Both versions receive MPEG-4 AVC 1080p encodes and preserve the intended aspect ratio of 1.85:1. Ironically, Vajna's 122-minute version is the best-looking of the two, as it was essentially locked away somewhere when everyone realized what a turkey it was. Rush's 140-minute cut, on the other hand, was already rough around the edges when it debuted on home video due to the lack of care exercised while the editing war was in motion. The result here is essentially less crisp, less clear, and less Color. While it's a bit of a pity Kino didn't think to incorporate the superior video from the Theatrical Cut into the Director's Cut to make a composite, I'll take it either way.
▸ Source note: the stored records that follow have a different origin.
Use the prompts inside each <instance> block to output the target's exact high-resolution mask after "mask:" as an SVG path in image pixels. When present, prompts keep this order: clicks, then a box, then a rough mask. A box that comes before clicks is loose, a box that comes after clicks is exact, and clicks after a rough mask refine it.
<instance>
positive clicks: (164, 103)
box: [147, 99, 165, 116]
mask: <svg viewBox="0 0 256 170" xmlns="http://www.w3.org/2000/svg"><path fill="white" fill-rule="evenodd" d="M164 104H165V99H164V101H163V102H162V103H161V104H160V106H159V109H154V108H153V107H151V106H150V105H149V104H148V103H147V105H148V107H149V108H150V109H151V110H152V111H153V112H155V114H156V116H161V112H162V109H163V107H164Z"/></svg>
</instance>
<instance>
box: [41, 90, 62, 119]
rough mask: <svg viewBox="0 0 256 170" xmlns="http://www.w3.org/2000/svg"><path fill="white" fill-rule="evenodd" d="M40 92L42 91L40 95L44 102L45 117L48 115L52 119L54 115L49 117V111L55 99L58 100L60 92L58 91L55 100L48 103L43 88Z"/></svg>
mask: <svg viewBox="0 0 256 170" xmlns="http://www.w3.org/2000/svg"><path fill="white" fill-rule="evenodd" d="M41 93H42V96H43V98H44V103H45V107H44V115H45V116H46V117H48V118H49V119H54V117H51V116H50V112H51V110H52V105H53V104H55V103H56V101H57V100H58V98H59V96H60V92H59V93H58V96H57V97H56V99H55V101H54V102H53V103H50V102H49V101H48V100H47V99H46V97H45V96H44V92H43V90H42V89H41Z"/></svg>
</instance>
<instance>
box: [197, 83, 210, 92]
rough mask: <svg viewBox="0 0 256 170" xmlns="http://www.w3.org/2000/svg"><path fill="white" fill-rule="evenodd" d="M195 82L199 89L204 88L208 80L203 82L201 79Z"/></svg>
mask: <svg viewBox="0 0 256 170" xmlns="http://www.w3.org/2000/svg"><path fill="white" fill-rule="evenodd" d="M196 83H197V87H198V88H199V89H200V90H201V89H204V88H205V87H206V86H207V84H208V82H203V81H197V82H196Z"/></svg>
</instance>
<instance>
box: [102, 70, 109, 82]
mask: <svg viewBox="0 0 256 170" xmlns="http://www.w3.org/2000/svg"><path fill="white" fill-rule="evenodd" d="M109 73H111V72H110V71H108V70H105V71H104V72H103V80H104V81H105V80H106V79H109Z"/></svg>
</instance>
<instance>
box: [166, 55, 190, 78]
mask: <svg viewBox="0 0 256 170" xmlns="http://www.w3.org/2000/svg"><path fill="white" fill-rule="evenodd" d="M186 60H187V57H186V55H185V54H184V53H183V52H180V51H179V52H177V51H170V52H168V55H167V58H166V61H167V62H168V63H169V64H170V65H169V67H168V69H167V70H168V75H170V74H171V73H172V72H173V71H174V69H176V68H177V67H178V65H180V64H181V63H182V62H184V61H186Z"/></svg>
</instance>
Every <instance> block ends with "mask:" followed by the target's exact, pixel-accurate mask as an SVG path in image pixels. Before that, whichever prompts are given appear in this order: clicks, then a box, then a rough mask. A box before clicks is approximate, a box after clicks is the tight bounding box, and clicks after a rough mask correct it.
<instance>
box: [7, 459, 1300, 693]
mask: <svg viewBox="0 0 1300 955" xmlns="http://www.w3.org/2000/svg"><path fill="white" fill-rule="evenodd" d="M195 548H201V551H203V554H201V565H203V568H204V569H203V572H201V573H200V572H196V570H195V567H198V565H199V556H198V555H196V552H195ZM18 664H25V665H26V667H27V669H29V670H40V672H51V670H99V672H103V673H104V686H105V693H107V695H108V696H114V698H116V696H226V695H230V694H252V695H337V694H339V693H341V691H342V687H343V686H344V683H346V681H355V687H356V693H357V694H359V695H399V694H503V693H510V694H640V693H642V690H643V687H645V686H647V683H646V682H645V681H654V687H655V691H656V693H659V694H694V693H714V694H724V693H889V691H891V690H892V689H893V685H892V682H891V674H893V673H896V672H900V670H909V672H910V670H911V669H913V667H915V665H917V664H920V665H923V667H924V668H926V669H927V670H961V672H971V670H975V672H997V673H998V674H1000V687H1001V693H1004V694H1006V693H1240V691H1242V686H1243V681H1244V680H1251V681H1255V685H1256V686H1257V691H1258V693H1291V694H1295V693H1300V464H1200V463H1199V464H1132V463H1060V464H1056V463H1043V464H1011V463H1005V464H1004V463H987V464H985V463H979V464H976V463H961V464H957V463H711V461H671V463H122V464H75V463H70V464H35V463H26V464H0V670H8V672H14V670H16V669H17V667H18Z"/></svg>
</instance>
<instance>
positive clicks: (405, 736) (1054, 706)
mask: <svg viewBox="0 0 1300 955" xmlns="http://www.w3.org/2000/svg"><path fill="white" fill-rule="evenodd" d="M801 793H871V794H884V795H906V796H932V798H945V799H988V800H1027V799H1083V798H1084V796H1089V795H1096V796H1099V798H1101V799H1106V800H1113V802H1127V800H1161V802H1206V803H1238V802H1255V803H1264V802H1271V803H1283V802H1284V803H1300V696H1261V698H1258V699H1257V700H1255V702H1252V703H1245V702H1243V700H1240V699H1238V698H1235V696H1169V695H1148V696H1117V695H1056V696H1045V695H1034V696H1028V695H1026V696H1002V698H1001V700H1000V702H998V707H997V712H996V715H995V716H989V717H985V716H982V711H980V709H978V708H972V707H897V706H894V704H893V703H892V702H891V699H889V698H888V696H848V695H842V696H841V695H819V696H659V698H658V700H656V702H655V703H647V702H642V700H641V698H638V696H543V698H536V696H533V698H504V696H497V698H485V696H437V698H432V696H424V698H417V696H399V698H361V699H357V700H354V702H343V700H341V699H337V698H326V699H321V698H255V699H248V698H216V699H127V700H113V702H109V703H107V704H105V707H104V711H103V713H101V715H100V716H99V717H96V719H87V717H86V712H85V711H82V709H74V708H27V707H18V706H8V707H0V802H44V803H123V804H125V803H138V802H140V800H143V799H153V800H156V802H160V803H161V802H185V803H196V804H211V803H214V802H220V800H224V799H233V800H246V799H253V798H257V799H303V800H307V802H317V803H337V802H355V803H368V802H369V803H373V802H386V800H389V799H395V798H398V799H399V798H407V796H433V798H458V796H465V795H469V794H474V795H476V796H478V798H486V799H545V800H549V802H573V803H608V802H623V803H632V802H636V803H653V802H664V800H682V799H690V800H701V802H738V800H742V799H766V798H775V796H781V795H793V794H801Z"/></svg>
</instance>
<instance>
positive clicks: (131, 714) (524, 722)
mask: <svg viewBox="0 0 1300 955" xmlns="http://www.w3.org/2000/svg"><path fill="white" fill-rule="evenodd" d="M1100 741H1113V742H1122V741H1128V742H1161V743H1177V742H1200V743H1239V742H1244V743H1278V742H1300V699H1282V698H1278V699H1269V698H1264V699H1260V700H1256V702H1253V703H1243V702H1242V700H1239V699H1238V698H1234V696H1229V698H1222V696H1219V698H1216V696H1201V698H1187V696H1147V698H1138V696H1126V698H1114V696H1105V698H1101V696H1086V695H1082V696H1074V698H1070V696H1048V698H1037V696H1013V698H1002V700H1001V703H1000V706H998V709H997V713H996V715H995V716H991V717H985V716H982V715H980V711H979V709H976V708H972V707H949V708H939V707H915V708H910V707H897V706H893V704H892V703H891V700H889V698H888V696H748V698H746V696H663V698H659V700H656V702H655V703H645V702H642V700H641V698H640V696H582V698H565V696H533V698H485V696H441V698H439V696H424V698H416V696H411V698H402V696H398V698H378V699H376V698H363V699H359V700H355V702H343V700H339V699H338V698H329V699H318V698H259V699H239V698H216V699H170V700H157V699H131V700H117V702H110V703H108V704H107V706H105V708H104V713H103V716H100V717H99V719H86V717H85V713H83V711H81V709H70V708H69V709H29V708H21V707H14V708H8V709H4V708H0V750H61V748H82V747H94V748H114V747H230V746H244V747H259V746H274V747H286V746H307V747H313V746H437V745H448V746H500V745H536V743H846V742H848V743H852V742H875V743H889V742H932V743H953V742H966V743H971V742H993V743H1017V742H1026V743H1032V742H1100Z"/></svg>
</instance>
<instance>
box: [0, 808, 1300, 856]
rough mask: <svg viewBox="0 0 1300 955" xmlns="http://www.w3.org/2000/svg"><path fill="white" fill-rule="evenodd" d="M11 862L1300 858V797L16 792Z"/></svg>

Aurally, each version includes DTS-HD MA 5.1 and 2.0 audio selections, while only the Director's Cut features optional English (SDH) subtitles for some reason. Both cuts sport an audio commentary for your heightened enjoyment: the Theatrical Cut features screenwriter Matthew Chapman at the helm (as moderated by Heather Buckley), the Director's Cut includes a new recording of Richard Rush, who is joined for the session by Elijah Drenner. Additional supplemental materials for this two-disc set from Kino Lorber consist of an animated gallery on Disc One, and ‒ strangely enough ‒ the theatrical trailer on the Director's Cut disc.
It doesn't make a whole lot of sense, I know. But then again, neither does Color of Night in any shape or form, so just sit back, turn off your brain as best you can, and enjoy this, one of the greatest bad erotic thrillers from the mid '90s.